Containers

Dynamic Kubernetes request right sizing with Kubecost

This post was co-written with Kai Wombacher, Founding Product Manager at Kubecost.

In this post we show you how to use the Kubecost Amazon Elastic Kubernetes Service (Amazon EKS) add-on to lower infrastructure costs and boost Kubernetes efficiency. The Container Request Right Sizing feature allows you to find how container requests are configured, look for inefficiencies, and fix them either manually or through automated remediation.

Specifically, we cover how to review Kubecost’s right sizing recommendations and take action on them using one-time updates or scheduled, automated resizing within your Amazon EKS environment to continuously optimize resource usage.

Over-requested containers are one of the most common sources of cloud resource waste in Kubernetes environments. Without visibility and automation, development teams can request far more resources than their applications use, which leads to overprovisioned nodes and higher costs.

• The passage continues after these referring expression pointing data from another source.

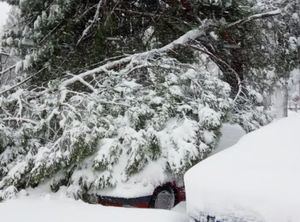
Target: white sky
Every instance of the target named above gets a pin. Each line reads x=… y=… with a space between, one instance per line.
x=4 y=9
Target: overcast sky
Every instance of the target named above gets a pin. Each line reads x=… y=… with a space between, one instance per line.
x=4 y=8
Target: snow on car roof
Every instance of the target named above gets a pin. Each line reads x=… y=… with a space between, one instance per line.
x=68 y=210
x=256 y=180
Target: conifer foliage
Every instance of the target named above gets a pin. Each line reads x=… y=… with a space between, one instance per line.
x=110 y=88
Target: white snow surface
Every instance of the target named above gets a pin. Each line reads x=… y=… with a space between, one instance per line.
x=230 y=135
x=256 y=180
x=60 y=209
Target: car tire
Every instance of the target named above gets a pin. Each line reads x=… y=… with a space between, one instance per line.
x=163 y=198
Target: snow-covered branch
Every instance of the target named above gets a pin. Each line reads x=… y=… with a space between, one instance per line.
x=184 y=39
x=92 y=23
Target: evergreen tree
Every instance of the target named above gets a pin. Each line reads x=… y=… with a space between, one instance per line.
x=110 y=88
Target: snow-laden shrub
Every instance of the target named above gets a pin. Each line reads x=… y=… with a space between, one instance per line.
x=161 y=112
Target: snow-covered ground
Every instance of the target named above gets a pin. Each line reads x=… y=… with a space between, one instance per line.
x=54 y=209
x=255 y=180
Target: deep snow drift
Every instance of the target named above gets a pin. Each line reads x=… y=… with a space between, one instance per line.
x=255 y=180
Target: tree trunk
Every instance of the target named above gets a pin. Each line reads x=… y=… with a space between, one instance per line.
x=285 y=99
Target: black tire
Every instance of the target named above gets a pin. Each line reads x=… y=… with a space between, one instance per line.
x=163 y=198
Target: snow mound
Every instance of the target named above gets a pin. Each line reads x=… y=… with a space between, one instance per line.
x=256 y=180
x=67 y=210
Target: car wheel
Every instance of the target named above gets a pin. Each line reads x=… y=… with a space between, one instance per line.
x=163 y=198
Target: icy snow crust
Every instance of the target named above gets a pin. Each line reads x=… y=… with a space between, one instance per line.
x=66 y=210
x=256 y=180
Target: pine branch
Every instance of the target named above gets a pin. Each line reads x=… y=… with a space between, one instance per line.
x=22 y=82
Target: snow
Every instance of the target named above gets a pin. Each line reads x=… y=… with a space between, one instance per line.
x=4 y=9
x=231 y=133
x=256 y=180
x=50 y=209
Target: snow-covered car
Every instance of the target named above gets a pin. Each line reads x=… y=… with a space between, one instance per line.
x=164 y=196
x=256 y=180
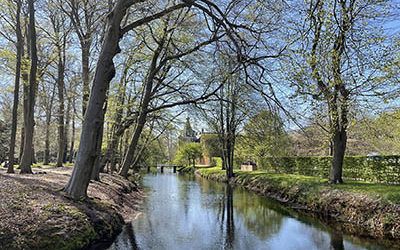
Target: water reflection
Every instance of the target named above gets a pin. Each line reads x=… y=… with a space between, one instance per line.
x=188 y=213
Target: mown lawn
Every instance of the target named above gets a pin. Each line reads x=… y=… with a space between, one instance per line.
x=390 y=193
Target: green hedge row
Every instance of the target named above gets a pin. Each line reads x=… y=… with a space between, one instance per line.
x=384 y=169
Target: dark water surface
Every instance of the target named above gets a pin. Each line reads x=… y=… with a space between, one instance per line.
x=182 y=212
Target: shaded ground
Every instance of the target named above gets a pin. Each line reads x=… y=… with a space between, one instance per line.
x=35 y=213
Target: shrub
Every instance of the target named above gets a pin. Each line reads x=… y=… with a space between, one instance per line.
x=383 y=169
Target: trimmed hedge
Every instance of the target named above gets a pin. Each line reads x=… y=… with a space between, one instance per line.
x=382 y=169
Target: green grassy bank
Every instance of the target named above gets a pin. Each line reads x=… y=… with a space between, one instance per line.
x=36 y=214
x=362 y=208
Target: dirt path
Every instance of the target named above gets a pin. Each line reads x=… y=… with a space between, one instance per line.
x=36 y=214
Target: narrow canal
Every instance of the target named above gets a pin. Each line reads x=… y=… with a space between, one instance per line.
x=182 y=212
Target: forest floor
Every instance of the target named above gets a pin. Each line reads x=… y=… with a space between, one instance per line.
x=359 y=208
x=36 y=214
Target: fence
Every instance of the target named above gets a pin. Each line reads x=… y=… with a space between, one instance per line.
x=383 y=169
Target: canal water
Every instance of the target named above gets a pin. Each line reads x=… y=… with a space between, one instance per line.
x=183 y=212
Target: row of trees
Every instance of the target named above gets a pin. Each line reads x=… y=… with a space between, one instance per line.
x=225 y=59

What are container requests?

In Kubernetes, a container request is a declared amount of CPU and memory that a workload needs. It plays a crucial role in how workloads are scheduled and how nodes are used.

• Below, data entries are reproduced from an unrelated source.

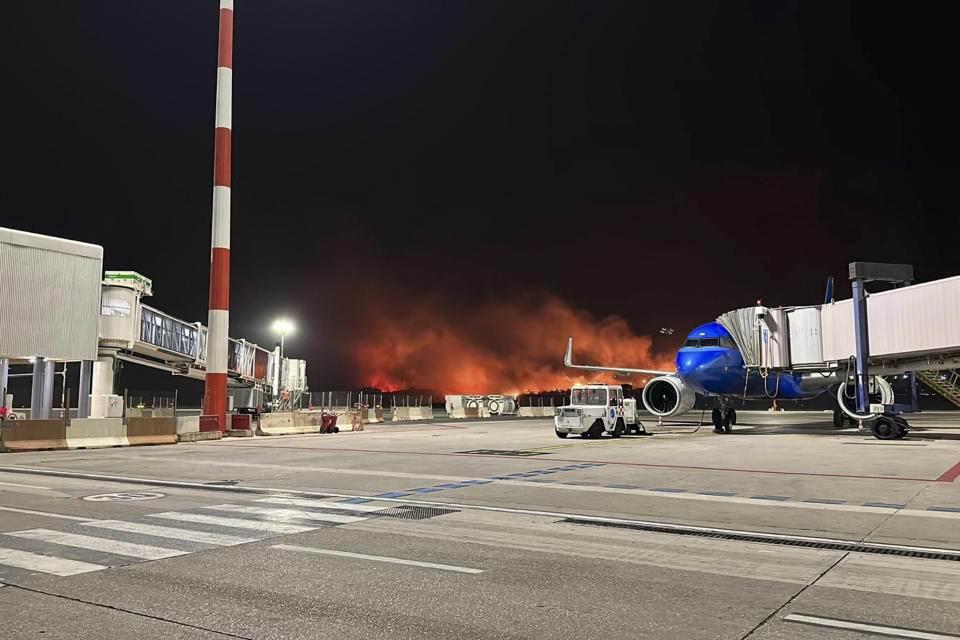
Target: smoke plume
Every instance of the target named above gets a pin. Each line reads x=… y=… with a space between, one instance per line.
x=493 y=347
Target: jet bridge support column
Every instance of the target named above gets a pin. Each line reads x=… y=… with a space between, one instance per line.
x=862 y=345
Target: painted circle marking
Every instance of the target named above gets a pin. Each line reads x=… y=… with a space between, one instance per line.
x=124 y=496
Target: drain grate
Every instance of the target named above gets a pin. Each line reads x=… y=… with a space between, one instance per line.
x=810 y=543
x=415 y=513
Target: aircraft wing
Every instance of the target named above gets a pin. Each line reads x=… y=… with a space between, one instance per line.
x=568 y=361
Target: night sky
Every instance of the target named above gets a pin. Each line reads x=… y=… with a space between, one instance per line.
x=398 y=164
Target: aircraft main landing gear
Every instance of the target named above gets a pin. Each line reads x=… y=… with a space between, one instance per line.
x=723 y=420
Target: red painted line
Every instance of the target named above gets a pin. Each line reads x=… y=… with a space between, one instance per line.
x=526 y=460
x=950 y=474
x=222 y=140
x=219 y=279
x=225 y=47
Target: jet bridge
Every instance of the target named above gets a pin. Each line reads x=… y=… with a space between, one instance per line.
x=133 y=331
x=907 y=329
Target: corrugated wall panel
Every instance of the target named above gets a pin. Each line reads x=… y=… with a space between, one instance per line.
x=49 y=302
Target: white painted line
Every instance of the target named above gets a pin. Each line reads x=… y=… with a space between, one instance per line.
x=188 y=535
x=286 y=515
x=362 y=556
x=890 y=632
x=45 y=564
x=478 y=507
x=319 y=504
x=24 y=486
x=46 y=513
x=106 y=545
x=235 y=523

When a container specifies a CPU or memory request, the scheduler looks for a node that has at least that amount of unallocated capacity. When a pod is placed on a node, the requested resources are essentially reserved, regardless of whether the container uses them in practice.

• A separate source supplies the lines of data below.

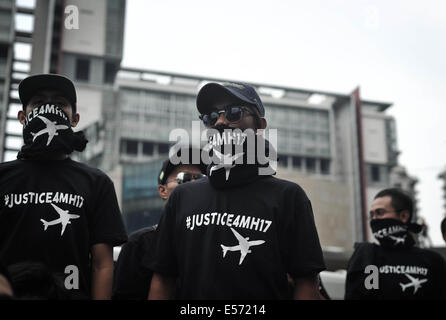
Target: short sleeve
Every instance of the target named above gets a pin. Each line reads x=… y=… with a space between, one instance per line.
x=164 y=258
x=303 y=252
x=106 y=225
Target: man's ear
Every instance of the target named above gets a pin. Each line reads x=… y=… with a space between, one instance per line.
x=404 y=216
x=263 y=123
x=75 y=120
x=21 y=116
x=162 y=191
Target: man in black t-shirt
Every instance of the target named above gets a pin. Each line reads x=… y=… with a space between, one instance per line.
x=133 y=275
x=443 y=228
x=394 y=269
x=54 y=210
x=239 y=232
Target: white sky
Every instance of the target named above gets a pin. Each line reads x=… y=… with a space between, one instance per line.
x=394 y=50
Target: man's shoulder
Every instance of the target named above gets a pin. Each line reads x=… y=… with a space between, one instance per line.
x=430 y=254
x=140 y=234
x=283 y=185
x=10 y=164
x=87 y=169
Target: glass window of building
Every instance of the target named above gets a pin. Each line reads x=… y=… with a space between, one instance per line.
x=297 y=162
x=325 y=166
x=110 y=72
x=82 y=69
x=310 y=165
x=163 y=148
x=376 y=177
x=147 y=148
x=131 y=147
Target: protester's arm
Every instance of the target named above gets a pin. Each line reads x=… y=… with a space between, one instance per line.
x=307 y=288
x=102 y=271
x=162 y=287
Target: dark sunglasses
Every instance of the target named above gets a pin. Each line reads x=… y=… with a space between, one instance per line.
x=184 y=177
x=233 y=114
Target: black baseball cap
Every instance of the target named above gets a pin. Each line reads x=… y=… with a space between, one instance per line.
x=29 y=86
x=168 y=167
x=214 y=94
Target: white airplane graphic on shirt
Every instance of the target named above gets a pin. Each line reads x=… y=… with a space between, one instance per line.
x=51 y=129
x=414 y=282
x=398 y=239
x=64 y=219
x=243 y=246
x=226 y=161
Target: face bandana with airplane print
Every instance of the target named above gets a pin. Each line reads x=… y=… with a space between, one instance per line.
x=234 y=157
x=47 y=133
x=393 y=233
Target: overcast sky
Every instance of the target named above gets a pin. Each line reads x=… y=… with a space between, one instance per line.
x=394 y=50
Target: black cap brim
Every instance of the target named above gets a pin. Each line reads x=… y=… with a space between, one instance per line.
x=168 y=167
x=215 y=94
x=28 y=87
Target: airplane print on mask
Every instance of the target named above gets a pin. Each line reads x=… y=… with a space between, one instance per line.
x=226 y=161
x=414 y=282
x=51 y=129
x=398 y=239
x=64 y=219
x=243 y=245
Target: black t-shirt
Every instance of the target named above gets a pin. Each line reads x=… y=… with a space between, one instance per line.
x=239 y=242
x=406 y=273
x=53 y=212
x=132 y=276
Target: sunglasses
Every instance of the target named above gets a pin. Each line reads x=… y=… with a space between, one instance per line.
x=184 y=177
x=233 y=114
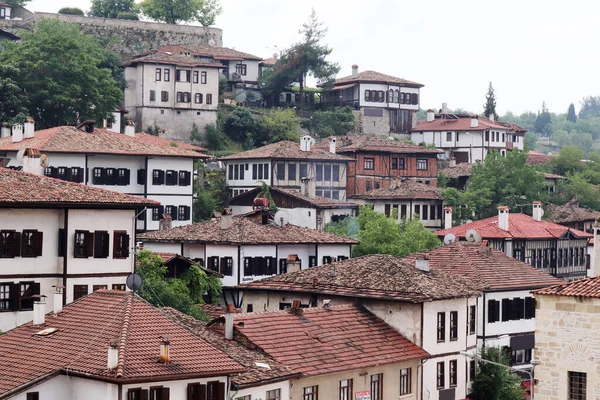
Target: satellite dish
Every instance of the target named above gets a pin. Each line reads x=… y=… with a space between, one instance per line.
x=281 y=218
x=473 y=236
x=449 y=238
x=134 y=282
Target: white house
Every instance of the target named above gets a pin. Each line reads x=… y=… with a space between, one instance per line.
x=111 y=345
x=385 y=104
x=244 y=251
x=428 y=307
x=301 y=167
x=467 y=138
x=128 y=163
x=60 y=234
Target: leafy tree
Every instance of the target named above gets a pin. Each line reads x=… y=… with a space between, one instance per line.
x=111 y=8
x=494 y=382
x=571 y=116
x=182 y=293
x=62 y=74
x=176 y=11
x=489 y=108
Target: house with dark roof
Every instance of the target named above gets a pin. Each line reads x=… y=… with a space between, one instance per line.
x=57 y=234
x=467 y=138
x=111 y=344
x=129 y=163
x=244 y=251
x=427 y=306
x=555 y=249
x=384 y=104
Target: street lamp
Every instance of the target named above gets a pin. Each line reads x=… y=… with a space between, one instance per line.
x=530 y=373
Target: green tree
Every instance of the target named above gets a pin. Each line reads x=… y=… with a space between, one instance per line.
x=494 y=382
x=176 y=11
x=111 y=8
x=62 y=74
x=182 y=293
x=489 y=108
x=571 y=116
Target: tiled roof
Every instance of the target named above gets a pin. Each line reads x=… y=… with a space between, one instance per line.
x=587 y=287
x=376 y=276
x=287 y=150
x=243 y=231
x=327 y=340
x=85 y=329
x=520 y=226
x=254 y=374
x=408 y=189
x=69 y=139
x=376 y=77
x=18 y=187
x=490 y=267
x=571 y=212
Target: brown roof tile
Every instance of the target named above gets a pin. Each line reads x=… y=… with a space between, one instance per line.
x=86 y=327
x=327 y=340
x=243 y=231
x=17 y=187
x=375 y=276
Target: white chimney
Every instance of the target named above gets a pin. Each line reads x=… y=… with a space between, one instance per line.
x=538 y=211
x=447 y=217
x=503 y=212
x=28 y=128
x=17 y=133
x=113 y=356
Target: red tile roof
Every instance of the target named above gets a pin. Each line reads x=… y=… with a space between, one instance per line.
x=243 y=231
x=17 y=187
x=69 y=139
x=587 y=287
x=493 y=269
x=520 y=226
x=376 y=276
x=327 y=340
x=85 y=329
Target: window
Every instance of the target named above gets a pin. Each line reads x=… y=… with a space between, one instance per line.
x=441 y=377
x=345 y=390
x=441 y=333
x=310 y=393
x=577 y=385
x=79 y=291
x=377 y=387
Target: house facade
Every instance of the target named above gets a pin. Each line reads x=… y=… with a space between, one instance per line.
x=384 y=104
x=467 y=138
x=126 y=163
x=60 y=235
x=304 y=168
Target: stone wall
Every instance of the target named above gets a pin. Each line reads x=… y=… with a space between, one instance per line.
x=125 y=37
x=567 y=339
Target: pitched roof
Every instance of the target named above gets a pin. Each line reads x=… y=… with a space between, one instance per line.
x=587 y=287
x=520 y=226
x=408 y=189
x=326 y=340
x=243 y=231
x=376 y=276
x=287 y=150
x=18 y=187
x=254 y=373
x=69 y=139
x=85 y=329
x=490 y=267
x=376 y=77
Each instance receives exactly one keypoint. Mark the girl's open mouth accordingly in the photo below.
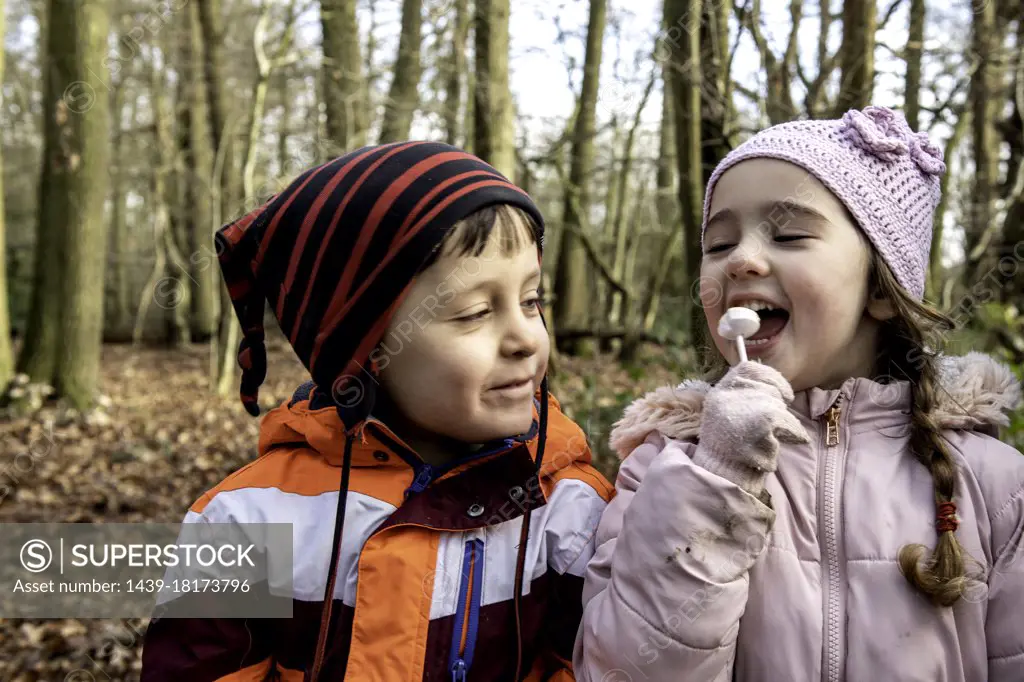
(772, 323)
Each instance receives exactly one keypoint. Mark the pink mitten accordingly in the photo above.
(744, 420)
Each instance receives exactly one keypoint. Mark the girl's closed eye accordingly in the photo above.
(474, 315)
(791, 238)
(719, 248)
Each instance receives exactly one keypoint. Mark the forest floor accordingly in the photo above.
(160, 440)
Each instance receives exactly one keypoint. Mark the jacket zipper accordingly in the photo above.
(468, 613)
(834, 617)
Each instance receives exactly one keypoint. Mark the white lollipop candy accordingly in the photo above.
(737, 324)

Although this reservation behavior makes sure that workloads have access to the resources they need, it can also lead to inefficient resource usage if requests are set too high. For example, if a container requests 1 CPU but only uses 200 millicores (0.2 CPU), then that added 0.8 CPU goes unused, yet the node capacity is still reserved and charged for. On a large cluster with hundreds or thousands of containers, these small inefficiencies can add significant excess capacity and unnecessary spend.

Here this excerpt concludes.